Inês Peixoto (centro) interpreta Till com graça e humor. Foto: Ivana Moura

Inês Peixoto (centro) interpreta Till com graça e humor. Foto: Ivana Moura

X Festival de Teatro de Fortaleza

Já fazia dias, semanas até, que não caia uma gota de chuva em Fortaleza. Mas ontem, durante a apresentação do espetáculo Till, a saga de um herói torto, choveu o suficiente para interromper por duas vezes a exibição do grupo Galpão. O que poderia ser um desastre transformou-se num detalhe de congraçamento entre palco e plateia. O público buscou se proteger do aguaceiro colocando cadeiras na cabeça ou fugindo para qualquer abrigo ali por perto. Aquilo parecia provocação de São Pedro, talvez para assegurar o interesse dos espectadores. A plateia ficou por ali, e quando a chuva cessou pediu com palmas ao elenco para que voltasse para concluir a sessão. Foram momentos de comunhão do teatro, em ato encarado pelos presentes como algo precioso. Bonito de ver.

Till, a saga de um herói torto, abriu ontem a 10ª edição Festival de Teatro de Fortaleza (Ceará), ao ar livre no Estoril, na praia de Iracema. É uma montagem do Galpão de tradição mambembe, popular, de rua, fincada na comédia com doses cavalares de reflexões sobre questões contemporâneas – da necessidade de se pensar sobre a exclusão dos que já nascem enjeitados, à vontade da ressurreição das utopias para um mundo melhor. A encenação é de 2009, com direção de Júlio Maciel, um dos integrantes do grupo mineiro; e já rodou o mundo. E isso traz a vivência do palco, mas também um desgaste do que poderíamos chamar do frescor do espetáculo. Talvez por isso, o fator surpresa do vento, da chuva, e principalmente da reação do público agregou valor de experiência única à exibição.

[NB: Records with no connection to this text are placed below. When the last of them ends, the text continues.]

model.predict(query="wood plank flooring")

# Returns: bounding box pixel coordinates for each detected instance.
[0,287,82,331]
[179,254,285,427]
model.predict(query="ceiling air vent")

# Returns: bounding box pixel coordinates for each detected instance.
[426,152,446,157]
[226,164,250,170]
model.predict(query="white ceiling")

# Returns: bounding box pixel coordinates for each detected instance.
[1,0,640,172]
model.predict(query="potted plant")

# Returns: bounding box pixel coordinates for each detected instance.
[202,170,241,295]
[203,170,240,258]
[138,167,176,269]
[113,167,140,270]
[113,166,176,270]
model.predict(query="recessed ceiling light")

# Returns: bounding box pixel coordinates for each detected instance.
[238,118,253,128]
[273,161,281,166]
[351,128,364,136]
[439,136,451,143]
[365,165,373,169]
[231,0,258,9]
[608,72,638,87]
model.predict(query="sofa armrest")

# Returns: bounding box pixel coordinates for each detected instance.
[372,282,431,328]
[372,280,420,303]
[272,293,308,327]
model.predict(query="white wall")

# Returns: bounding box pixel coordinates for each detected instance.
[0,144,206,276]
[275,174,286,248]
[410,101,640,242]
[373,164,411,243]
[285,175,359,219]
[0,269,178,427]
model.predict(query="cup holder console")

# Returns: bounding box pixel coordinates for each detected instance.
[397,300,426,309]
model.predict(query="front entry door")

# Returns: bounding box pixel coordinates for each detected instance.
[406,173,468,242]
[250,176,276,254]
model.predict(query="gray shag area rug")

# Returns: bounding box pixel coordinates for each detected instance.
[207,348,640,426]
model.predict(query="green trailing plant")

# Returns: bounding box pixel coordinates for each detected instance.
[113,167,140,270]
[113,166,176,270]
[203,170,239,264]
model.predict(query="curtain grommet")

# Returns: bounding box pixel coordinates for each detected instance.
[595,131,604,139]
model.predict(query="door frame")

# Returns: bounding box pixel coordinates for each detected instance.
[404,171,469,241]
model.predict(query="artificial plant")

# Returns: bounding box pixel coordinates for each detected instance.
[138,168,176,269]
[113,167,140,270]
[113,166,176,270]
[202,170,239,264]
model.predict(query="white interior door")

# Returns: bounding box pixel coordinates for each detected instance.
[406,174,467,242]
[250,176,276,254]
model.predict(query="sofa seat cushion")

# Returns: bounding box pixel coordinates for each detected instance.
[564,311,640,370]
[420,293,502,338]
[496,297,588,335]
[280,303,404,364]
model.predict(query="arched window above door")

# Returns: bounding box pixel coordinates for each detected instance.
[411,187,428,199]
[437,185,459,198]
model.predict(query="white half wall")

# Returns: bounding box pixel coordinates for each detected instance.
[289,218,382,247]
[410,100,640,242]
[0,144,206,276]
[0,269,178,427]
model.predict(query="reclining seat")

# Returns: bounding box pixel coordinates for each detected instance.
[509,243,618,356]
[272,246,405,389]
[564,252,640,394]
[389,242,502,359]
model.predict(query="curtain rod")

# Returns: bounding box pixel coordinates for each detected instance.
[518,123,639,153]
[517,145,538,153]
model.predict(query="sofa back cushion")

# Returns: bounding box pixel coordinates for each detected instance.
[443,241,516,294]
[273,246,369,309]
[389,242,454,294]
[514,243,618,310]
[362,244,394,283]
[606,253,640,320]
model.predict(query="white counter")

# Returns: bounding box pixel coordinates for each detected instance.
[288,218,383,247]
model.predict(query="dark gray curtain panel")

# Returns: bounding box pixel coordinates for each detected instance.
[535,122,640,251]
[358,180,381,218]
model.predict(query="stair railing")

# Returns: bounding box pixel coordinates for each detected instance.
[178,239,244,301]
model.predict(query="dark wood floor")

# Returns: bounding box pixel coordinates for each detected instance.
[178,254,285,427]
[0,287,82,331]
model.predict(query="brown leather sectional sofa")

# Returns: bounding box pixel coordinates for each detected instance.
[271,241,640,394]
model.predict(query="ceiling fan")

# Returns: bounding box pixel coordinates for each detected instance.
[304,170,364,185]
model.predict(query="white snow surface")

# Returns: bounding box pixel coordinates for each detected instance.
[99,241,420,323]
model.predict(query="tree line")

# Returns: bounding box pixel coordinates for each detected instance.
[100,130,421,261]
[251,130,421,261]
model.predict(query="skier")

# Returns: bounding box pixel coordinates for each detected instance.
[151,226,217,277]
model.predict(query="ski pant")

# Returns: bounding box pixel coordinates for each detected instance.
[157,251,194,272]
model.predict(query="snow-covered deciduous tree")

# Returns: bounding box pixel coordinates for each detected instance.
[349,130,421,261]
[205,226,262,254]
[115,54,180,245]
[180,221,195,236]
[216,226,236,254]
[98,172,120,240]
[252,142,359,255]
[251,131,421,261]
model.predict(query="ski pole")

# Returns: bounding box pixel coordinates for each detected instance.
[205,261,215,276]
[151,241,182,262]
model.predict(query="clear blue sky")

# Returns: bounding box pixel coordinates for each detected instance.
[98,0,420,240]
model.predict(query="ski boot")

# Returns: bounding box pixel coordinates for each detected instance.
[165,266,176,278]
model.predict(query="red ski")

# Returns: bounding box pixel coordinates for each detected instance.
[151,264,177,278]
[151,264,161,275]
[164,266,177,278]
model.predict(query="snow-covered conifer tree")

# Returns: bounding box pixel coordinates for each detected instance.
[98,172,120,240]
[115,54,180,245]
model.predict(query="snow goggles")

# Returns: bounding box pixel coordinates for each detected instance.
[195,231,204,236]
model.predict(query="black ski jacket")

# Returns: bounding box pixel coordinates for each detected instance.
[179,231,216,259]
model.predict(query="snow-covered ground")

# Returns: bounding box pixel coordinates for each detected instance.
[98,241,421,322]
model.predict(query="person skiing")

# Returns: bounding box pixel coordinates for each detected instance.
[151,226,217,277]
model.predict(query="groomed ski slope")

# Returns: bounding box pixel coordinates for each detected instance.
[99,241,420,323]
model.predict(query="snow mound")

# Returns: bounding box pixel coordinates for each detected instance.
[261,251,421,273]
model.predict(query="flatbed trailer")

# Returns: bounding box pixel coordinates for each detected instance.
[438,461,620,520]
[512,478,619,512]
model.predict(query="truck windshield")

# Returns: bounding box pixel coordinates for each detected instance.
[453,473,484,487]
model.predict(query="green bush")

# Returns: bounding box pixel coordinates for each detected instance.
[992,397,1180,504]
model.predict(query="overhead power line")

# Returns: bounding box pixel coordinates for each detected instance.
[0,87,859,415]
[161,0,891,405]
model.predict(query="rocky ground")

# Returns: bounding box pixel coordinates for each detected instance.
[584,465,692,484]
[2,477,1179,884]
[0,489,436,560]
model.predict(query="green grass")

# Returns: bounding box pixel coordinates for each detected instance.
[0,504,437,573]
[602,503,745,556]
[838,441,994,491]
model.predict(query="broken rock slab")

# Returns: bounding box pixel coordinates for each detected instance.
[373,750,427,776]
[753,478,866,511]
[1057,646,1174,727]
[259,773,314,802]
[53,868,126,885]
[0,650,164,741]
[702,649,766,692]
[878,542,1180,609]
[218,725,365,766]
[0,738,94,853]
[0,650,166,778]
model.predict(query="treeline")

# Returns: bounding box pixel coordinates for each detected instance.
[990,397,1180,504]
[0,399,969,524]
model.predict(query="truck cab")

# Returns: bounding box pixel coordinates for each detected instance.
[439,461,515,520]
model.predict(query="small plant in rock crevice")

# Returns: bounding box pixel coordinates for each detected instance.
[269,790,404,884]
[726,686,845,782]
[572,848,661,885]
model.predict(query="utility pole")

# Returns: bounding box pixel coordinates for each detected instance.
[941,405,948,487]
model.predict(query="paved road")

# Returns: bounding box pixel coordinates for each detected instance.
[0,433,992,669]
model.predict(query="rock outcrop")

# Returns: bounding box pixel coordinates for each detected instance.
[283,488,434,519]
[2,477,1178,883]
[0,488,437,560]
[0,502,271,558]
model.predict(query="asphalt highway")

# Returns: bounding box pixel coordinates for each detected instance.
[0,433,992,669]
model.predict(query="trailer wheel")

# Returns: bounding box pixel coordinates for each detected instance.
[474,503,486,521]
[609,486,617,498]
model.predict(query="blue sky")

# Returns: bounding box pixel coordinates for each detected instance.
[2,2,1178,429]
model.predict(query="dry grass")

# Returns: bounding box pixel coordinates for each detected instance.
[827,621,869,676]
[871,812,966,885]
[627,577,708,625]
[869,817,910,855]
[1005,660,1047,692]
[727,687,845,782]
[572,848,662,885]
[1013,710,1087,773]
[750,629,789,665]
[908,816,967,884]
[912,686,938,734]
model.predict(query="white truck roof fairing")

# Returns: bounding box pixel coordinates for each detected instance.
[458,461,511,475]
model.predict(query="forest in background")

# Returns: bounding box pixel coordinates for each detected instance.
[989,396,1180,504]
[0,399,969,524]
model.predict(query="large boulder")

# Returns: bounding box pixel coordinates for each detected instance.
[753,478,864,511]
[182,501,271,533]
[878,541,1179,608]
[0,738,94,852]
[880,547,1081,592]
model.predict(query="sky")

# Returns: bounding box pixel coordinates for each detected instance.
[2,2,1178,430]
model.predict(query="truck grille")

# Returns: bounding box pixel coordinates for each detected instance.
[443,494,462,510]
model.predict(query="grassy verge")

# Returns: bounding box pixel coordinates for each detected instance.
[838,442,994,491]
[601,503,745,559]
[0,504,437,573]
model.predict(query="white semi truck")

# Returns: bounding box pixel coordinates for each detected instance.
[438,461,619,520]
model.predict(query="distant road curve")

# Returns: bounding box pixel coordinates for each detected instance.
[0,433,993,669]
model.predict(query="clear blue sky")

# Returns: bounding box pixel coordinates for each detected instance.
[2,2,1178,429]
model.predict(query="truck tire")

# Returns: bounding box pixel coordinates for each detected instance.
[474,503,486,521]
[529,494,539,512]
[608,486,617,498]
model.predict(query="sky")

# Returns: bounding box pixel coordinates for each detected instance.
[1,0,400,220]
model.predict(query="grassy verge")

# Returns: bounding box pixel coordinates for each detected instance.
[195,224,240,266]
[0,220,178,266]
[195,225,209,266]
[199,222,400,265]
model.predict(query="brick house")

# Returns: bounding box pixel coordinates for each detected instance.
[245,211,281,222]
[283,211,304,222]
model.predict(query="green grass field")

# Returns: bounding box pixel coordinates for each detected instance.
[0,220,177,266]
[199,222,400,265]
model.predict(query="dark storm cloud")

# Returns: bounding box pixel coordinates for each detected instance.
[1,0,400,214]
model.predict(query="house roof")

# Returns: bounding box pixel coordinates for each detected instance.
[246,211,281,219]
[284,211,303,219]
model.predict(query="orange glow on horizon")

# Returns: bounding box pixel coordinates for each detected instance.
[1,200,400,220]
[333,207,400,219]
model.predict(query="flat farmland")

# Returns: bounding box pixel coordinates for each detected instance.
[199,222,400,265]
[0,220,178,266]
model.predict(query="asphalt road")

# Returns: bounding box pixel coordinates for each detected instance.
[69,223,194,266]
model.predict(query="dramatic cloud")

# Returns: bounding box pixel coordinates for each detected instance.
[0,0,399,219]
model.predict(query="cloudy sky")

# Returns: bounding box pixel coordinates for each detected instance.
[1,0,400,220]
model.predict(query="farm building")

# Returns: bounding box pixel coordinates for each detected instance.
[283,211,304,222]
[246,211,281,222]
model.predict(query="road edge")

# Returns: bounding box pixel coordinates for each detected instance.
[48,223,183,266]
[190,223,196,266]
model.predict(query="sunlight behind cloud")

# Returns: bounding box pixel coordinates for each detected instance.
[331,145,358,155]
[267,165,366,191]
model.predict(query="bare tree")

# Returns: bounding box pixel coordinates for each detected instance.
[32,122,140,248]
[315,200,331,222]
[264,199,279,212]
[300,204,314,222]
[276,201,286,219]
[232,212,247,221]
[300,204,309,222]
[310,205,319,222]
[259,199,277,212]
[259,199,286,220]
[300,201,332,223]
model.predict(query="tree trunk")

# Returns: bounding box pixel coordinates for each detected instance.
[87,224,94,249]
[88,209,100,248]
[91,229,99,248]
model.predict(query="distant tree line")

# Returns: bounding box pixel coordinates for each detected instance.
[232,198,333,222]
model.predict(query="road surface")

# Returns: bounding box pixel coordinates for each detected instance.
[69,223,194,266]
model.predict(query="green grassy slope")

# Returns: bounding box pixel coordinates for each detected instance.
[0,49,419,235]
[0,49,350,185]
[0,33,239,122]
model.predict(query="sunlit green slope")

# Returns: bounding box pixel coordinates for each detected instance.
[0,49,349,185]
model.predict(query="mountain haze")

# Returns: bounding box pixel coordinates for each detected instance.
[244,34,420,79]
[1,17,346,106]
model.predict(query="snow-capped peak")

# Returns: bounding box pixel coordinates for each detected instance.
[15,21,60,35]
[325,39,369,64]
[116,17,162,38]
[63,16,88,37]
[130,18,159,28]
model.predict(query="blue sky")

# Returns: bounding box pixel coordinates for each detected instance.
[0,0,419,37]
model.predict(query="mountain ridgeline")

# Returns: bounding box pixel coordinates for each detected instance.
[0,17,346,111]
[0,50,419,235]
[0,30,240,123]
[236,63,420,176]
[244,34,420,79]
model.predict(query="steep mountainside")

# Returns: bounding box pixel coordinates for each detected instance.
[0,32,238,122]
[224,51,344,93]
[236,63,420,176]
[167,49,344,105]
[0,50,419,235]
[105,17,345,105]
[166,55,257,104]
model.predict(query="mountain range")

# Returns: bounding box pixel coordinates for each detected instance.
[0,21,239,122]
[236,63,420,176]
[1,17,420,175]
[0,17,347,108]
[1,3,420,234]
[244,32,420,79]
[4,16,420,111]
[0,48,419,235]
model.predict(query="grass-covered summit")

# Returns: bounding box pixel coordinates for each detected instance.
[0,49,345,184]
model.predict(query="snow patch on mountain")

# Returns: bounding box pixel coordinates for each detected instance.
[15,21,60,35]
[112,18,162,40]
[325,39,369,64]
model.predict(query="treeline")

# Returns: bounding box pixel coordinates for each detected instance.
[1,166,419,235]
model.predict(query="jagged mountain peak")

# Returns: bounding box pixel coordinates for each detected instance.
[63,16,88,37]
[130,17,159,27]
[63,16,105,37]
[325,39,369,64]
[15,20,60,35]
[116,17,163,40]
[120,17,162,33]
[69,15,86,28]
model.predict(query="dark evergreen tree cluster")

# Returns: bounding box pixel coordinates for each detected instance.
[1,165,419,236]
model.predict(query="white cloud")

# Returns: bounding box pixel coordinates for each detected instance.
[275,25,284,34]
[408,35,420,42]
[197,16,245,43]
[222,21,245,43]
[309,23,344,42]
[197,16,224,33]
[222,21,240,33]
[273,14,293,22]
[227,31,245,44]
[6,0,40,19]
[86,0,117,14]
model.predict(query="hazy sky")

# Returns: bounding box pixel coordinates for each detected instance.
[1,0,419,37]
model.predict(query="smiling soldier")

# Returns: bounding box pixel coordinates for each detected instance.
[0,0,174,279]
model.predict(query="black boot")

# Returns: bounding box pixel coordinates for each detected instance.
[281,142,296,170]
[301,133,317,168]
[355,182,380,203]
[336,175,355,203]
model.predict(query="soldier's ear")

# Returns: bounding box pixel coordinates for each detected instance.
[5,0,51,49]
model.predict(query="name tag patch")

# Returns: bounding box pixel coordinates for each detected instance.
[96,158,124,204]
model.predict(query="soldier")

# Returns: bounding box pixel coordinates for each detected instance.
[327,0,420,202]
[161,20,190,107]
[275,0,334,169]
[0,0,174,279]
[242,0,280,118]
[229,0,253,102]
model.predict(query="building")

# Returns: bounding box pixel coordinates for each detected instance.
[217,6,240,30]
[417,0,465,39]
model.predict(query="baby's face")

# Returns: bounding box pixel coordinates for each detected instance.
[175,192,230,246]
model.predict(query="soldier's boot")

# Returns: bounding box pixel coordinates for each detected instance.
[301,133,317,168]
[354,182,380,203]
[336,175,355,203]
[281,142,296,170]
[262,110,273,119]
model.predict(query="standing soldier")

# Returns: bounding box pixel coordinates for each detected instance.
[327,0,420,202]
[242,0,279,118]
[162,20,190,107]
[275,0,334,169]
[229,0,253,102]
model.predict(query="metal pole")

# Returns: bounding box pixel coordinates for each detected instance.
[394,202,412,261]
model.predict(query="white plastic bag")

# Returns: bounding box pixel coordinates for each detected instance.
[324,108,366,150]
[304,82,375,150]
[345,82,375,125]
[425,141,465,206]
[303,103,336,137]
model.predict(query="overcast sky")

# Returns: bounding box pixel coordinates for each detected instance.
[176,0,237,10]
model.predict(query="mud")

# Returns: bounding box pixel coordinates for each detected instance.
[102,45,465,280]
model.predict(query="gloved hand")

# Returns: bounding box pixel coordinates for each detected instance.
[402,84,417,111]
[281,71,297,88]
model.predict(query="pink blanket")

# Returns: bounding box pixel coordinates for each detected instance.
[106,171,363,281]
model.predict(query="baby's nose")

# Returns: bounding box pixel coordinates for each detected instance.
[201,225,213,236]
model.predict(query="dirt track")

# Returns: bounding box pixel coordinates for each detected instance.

O texto de Luís Alberto de Abreu resgata Till Eulenspiegel da cultura popular da Idade Média. Essa figura do folclore alemão conserva parecença com Gargantua e Pantagruel, personagens de François Rabelais (1493-1553), na crítica aos pequenos poderes e na referência ao grotesco e ao escatológico, mas sem a radicalidade do autor francês. A cena em que o anão escafandrista é enfiado dentro da mãe do protagonista para arrancar o preguiçoso Till lá de dentro é “tempero Rabelais”, mas as ações na sequência são suavizadas e suas estripulias o aproximam de João Grilo, do Auto da Compadecida, de Ariano Suassuna.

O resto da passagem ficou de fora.